Given the above, why is it that we occasionally see reports showing that a majority of active managers have outperformed? For example, a recent Morningstar report found that 86 percent of actively managed taxable bond funds outperformed their benchmark over the four-year period ending Dec. 31, 2012, as measured by the Barclays U.S. Aggregate Bond Index. The answer lies in Nobel Laureate economist William Sharpe's observation that "Properly measured, the average actively managed dollar must underperform the average passively managed dollar, net of costs. Empirical analyses that appear to refute this principle are guilty of improper measurement."
Sharpe's insight was that Morningstar's results were likely to be explained by the actively managed funds taking more risk -- either term (buying longer maturities) or credit (buying lower rated credits) - -than is contained in the benchmark.
In other words, it would be like a large-cap growth fund buying small value stocks and claiming alpha. Really, that's beta, more exposure to the risk factors of size and value, not alpha. To see if the outperformance of actively managed bonds relative to the Barclay's Aggregate benchmark was fueled by alpha or beta, Vanguard's research team studied the performance of actively managed bond funds for the period 1998-2012. The following is a summary of their conclusions.
- The performance of actively managed funds was strongly influenced by the results of the corporate bond sector.
- The universe of actively managed funds has employed a significant and persistent overweighting to corporate bonds (underweighting safer government bonds).

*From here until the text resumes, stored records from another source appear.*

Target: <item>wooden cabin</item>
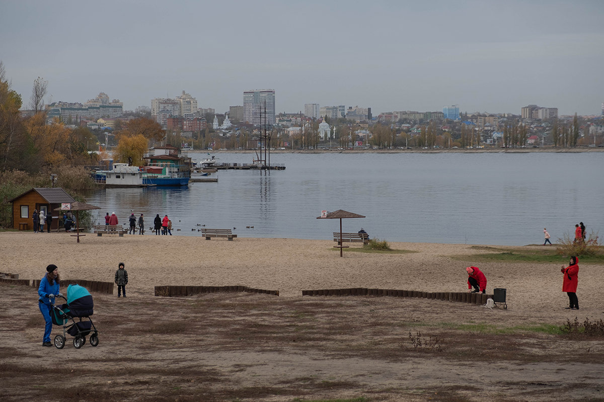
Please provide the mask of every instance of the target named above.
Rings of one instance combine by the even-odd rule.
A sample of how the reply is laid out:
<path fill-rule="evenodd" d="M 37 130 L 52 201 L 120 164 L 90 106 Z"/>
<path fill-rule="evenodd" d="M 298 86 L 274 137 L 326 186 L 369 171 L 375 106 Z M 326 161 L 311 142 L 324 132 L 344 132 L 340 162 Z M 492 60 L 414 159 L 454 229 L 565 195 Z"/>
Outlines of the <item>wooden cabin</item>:
<path fill-rule="evenodd" d="M 44 214 L 53 214 L 50 228 L 59 228 L 59 212 L 56 208 L 63 203 L 75 203 L 76 200 L 60 188 L 31 189 L 8 201 L 13 203 L 13 228 L 33 230 L 34 210 L 44 211 Z M 46 227 L 44 228 L 45 230 Z"/>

- The persistent overweighting to corporate credit risk, and not dynamic or tactical portfolio management, was the primary driver of performance for funds benchmarked to the Barclays U.S. Aggregate Bond Index -- the outperformance was beta (in the form of credit risk), not alpha. The difference in returns between corporate bonds and government bonds explained 89 percent of the pattern of excess returns.
- The greater exposure to credit risk showed up in volatility, with 79 percent of actively managed funds having greater volatility than the benchmark.
Vanguard found that the returns of the actively managed funds could be effectively replicated by using a blend of 80 percent low-cost total bond market fund and 20 percent low-cost corporate bond fund (matching the overweighting to corporate bonds of the actively-managed funds. For the 15-year period, the low-cost total bond fund returned 5.8 percent, the actively managed bond funds returned 5.6 percent and the 80/20 allocation returned 5.9 percent. And the r-squared of the blended 80/20 portfolio with the actively-managed funds was 92 percent.
In other words, investors in higher-cost, actively managed funds were paying for alpha, but receiving beta -- which could be obtained more cheaply by investing in low-cost, passively-managed corporate bond funds (such as index funds and ETFs). That means Sharpe was right. The benchmark used was incorrect, and the performance should have been adjusted to take that into account. In addition to the superior performance of the low-cost, passively-managed funds, investors in them had more control over the risks of their portfolios. They also had the benefit of total transparency. And they were paying lower fees.
There is one more important point we need to cover. Remember that for active managers to outperform there must be another group of investors who "lost" to the market. Today's bond market is even more dominated by institutional investors than is the stock markets. Thus, it's extremely difficult to think of a likely group of victims who the actively-managed funds are going to exploit sufficiently to generate enough alpha to cover their greater expenses.
That's why active investing with bond funds is just as much of a loser's game as it is with stock funds.